"Why," said Rupert, "I was thinking of them as substitutes for ourselves on the row bank. Someone must man the oars, one supposes, and I've no special ambition to go back to the work again myself."
"Nor me. I've been making t' beggars pay pretty dear this last few minutes for the wark they've had out o' me on this galley. But tha'rt right, young feller, there must be no more killing. It's a fooil's trick cutting off yer nose to spite yer face."
"Help Master Laughan and me to hold off these savages then."
"Right," said Simpson, and began in his great bull's voice to call out names. "Jobson! Hugh! Drapeau! Makepeace! Lebreton!" he shouted for, and then named others, and presently these men worked their way up through the rabble of the Spanish slaves. With the Prince and the secretary they made a line across the poop, beginning at the rudder head, and then with word and blows with the flat drove the maddened Spanish slaves forward away from their killing, and passed all living unarmed soldiers they met with behind them.
Presently these slaves began sullenly to listen to reason, and though they were far from seeing the justice by which a small knot of men, who shortly before had been slaves equally with themselves should set up a command, they understood that these few who drove them had once been buccaneers, and so they resigned themselves to their superiority. So quickly order was restored; the dead were put over the side, the soldier-prisoners were clapped into the vacant chains and bidden acquire the mystery of oarsmanship; and the sailors of the galley who had stayed non-interferent and unmolested, returned to their accustomed duties without being especially bidden. They were rather poor-spirited creatures, these same Spanish sailormen.
It remained to elect a captain and a course, and this was done with small argument.
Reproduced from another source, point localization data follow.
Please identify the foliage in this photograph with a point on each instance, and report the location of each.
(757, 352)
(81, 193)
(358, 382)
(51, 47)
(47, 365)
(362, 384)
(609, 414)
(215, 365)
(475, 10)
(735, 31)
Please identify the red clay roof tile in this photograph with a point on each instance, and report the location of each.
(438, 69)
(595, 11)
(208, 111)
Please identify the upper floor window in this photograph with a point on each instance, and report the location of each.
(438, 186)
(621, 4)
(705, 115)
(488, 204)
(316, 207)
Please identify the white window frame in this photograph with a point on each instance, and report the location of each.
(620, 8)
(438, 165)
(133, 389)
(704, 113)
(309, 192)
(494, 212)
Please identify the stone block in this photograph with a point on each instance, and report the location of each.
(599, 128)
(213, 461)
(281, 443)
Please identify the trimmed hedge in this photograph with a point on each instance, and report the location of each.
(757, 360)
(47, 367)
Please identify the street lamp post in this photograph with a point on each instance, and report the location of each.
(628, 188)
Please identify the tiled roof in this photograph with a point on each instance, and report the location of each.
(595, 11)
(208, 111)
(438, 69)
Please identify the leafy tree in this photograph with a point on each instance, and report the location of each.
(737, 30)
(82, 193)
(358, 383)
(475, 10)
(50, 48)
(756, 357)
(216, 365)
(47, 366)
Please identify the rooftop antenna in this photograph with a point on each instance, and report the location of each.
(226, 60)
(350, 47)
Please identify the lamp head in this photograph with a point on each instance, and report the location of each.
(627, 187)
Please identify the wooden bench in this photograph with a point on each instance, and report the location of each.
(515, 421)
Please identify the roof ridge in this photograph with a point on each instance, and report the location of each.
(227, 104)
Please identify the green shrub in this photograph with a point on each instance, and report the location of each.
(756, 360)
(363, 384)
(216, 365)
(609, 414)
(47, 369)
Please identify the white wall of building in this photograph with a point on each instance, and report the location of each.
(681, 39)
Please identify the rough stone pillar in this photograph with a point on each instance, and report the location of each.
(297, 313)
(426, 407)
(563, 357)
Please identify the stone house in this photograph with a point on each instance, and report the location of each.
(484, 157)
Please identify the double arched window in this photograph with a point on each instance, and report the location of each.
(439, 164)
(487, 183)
The Yorkshireman Simpson took upon himself to make nomination. "Bretheren," he said, "and scum, just listen here, all o' you. This 'ere young feller, that's planned this rising is a Prince, an' 'e's my matelot. I therefore propose 'im as Captain. If there's any beggar as 'as any objections, let 'im just step here an' I'll cut 'is throat.—No one's onything to say to that? Well, young feller, tha'rt elected Captain, pleasant an' unanimous, an' we all serve under you according to the rules of the Bretheren of the Coast."
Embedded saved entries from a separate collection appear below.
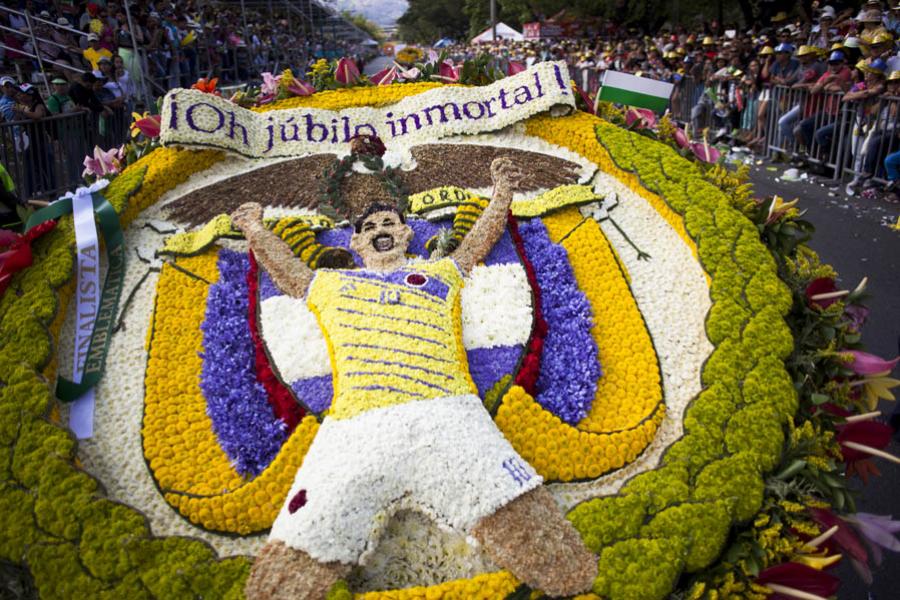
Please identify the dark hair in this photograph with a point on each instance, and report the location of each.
(374, 208)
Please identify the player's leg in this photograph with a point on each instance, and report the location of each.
(531, 538)
(284, 572)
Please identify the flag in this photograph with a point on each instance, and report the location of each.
(622, 88)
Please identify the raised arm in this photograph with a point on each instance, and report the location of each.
(487, 230)
(288, 272)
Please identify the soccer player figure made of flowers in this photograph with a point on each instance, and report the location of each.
(406, 428)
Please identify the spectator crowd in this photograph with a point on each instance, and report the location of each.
(94, 59)
(811, 90)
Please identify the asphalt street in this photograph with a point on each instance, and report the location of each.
(852, 235)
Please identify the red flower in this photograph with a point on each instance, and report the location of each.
(818, 293)
(793, 577)
(18, 251)
(514, 67)
(207, 86)
(384, 76)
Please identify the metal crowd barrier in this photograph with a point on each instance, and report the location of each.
(872, 133)
(45, 157)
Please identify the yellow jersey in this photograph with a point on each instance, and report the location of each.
(392, 337)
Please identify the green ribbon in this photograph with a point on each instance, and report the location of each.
(111, 292)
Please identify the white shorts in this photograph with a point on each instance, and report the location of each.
(444, 457)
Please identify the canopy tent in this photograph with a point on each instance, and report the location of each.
(504, 32)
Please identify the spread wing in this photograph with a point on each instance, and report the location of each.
(291, 184)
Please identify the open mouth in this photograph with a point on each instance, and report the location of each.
(383, 242)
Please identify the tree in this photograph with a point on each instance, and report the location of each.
(426, 21)
(366, 25)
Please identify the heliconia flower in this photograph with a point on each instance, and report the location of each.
(778, 207)
(645, 119)
(207, 85)
(877, 531)
(385, 76)
(448, 72)
(408, 74)
(822, 293)
(346, 73)
(103, 163)
(270, 83)
(514, 67)
(16, 253)
(789, 578)
(869, 364)
(301, 88)
(705, 152)
(146, 124)
(681, 138)
(844, 539)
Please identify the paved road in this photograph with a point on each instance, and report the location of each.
(851, 234)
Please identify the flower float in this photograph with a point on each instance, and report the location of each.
(686, 435)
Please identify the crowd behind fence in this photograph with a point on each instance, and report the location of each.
(45, 157)
(841, 139)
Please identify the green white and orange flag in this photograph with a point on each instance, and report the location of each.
(631, 90)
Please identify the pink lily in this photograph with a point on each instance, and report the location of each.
(270, 83)
(346, 73)
(301, 88)
(868, 364)
(514, 67)
(385, 76)
(645, 119)
(103, 163)
(681, 137)
(409, 74)
(448, 72)
(705, 152)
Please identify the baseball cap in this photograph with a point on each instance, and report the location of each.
(877, 66)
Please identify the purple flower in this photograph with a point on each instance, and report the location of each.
(236, 401)
(877, 531)
(570, 366)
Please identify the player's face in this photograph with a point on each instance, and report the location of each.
(382, 235)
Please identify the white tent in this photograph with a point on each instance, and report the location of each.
(504, 32)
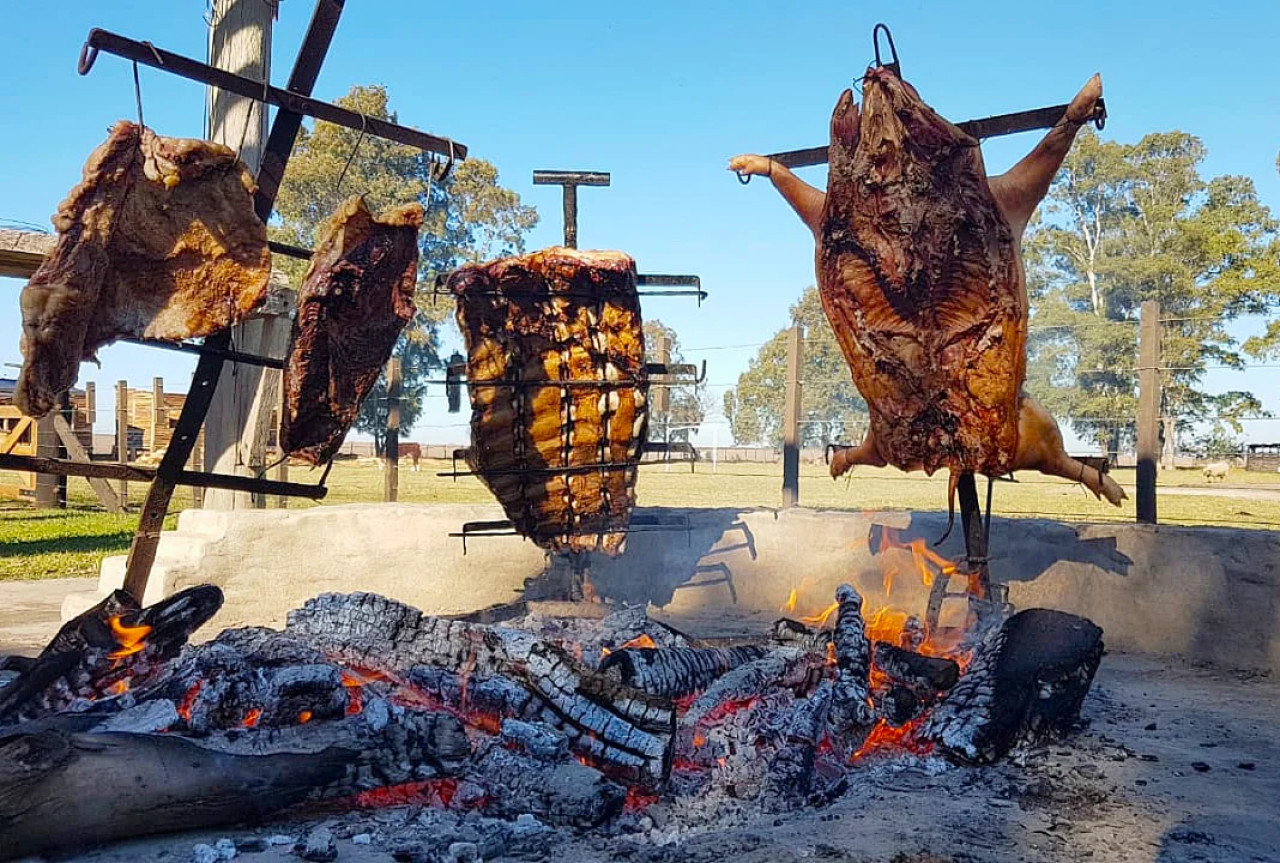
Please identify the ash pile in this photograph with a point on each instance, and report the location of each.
(608, 724)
"Gentlemen," said Rupert, "I thank you for the honour, and will endeavour to deserve it. I believe, according to the Rules, my first duty is to call a council of all hands, and I do that herewith. But before there is time used up in speech-making, I should like to point out that we may be called upon for further action presently. There has been noise enough made on this galley to scare heaven, and I do not see very well how her consorts can have avoided taking the alarm. Presently one supposes they'll come up to see what the uproar's about, and we should be able to give them their answer in due form."
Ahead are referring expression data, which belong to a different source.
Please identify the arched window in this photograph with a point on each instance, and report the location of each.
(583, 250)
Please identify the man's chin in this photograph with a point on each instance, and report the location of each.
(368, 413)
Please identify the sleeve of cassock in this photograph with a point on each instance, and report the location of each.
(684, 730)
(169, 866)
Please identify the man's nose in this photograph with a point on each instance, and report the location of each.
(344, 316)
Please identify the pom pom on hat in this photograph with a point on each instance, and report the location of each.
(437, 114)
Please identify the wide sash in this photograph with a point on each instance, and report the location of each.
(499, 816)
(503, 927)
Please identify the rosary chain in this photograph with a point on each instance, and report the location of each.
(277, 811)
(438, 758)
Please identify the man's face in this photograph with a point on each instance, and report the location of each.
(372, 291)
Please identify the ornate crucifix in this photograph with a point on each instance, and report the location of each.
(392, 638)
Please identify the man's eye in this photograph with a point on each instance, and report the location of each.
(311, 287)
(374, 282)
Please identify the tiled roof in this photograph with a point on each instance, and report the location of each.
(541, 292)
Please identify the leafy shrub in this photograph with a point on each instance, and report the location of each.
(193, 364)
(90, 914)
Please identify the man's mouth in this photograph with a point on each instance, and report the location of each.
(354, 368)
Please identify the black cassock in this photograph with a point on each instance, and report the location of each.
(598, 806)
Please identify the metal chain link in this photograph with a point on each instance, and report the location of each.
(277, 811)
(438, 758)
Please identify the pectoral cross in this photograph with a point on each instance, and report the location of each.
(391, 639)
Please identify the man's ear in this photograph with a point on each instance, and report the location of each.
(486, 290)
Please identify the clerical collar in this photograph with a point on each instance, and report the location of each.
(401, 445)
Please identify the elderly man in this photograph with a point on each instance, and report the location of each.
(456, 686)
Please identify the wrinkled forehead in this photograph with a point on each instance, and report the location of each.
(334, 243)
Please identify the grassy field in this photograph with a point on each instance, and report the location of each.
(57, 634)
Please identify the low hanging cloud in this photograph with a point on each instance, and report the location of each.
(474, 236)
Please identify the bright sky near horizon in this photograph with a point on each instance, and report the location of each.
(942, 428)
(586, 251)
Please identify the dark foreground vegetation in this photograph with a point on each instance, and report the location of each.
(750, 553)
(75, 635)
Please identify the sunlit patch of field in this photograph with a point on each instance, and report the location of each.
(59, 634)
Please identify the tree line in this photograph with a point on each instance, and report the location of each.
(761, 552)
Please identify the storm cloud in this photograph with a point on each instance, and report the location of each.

"Let them come," said Simpson, "we'll give them all the fighting they've any stomachs for."
"But to what profit, Master Simpson? We shall simply kill a parcel of soldiers whose trade it is to be killed, and the Spaniards ashore will only shrug their shoulders, and say the poor fellows have merely received what they were hired for. Now my grievance is more against those said Spaniards ashore, and moreover, I am remembering always that I came out to these seas to gather revenues for my master the King, who now keeps his court at The Hague."
"Kings is note to me," said Simpson with a frown, "an' I'll bet they're no more to onybody on this galley, unless they're a fancy of Master Laughan's."